Abstract: We will go over a recent paper J.Pawlikowski in which he presents a new characterization of $\boldsymbol{\Sigma}_2^1$ sets using only classical descriptive set theory. The Ramsey space $\mathcal{R}=[\omega]^\omega$ of all infinite subsets of natural numbers is usually endowed with either the Ellentuck topology or with the Baire topology. One of the interesting aspects of this characterization is that it arises from the way these two topologies are related.

4:00 pm in 147 Altgeld Hall,Friday, March 20, 2015

#### Combinatorial aspects of Schubert calculus in elliptic cohomology

###### Cristian Lenart   [email] (SUNY Albany Math)

Abstract: Modern Schubert calculus has been mostly concerned with the study of the cohomology and $K$-theory of flag manifolds.
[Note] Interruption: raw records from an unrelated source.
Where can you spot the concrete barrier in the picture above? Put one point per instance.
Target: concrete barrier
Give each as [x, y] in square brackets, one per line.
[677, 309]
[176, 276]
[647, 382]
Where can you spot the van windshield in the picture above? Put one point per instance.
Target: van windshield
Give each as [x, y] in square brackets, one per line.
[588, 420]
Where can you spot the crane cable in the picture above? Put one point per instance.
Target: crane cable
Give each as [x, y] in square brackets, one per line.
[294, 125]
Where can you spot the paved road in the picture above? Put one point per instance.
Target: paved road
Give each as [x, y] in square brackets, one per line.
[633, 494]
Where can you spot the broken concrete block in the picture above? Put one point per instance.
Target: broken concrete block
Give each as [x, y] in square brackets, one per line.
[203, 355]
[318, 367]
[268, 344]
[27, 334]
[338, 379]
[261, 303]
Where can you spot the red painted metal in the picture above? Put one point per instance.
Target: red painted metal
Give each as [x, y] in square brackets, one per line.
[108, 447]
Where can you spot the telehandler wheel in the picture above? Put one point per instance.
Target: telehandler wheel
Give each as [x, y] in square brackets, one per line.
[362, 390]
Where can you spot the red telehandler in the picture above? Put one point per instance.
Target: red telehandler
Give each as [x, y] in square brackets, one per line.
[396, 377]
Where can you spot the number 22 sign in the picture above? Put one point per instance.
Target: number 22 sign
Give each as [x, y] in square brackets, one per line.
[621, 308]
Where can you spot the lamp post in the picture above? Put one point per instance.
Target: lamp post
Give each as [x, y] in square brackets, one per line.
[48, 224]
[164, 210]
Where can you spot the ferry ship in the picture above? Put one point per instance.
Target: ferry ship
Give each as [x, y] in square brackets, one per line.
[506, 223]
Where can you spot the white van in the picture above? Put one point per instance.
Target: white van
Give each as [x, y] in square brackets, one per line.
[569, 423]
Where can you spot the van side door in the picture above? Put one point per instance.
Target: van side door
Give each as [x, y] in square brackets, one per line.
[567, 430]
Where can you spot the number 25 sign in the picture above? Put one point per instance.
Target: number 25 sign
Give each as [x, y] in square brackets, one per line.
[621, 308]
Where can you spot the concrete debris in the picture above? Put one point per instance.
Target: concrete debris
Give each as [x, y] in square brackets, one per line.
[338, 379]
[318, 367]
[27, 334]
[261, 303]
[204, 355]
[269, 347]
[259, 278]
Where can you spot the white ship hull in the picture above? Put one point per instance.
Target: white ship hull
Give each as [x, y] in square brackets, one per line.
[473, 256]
The basic results for other cohomology theories have only been obtained recently; additional complexity is due to the dependence of the geometrically defined classes on a reduced word for the corresponding Weyl group elements. After this main theory was developed, the next step is to derive explicit combinatorial formulas. I will describe my work with K. Zainoulline in this direction, which focuses on (torus equivariant) elliptic cohomology. We generalize the formulas of Billey (in ordinary cohomology) and Graham-Willems (in $K$-theory) for the equivariant Schubert classes. Another result is concerned with defining a Schubert basis (i.e., classes independent of a reduced word), using the Kazhdan-Lusztig basis of a certain Hecke algebra.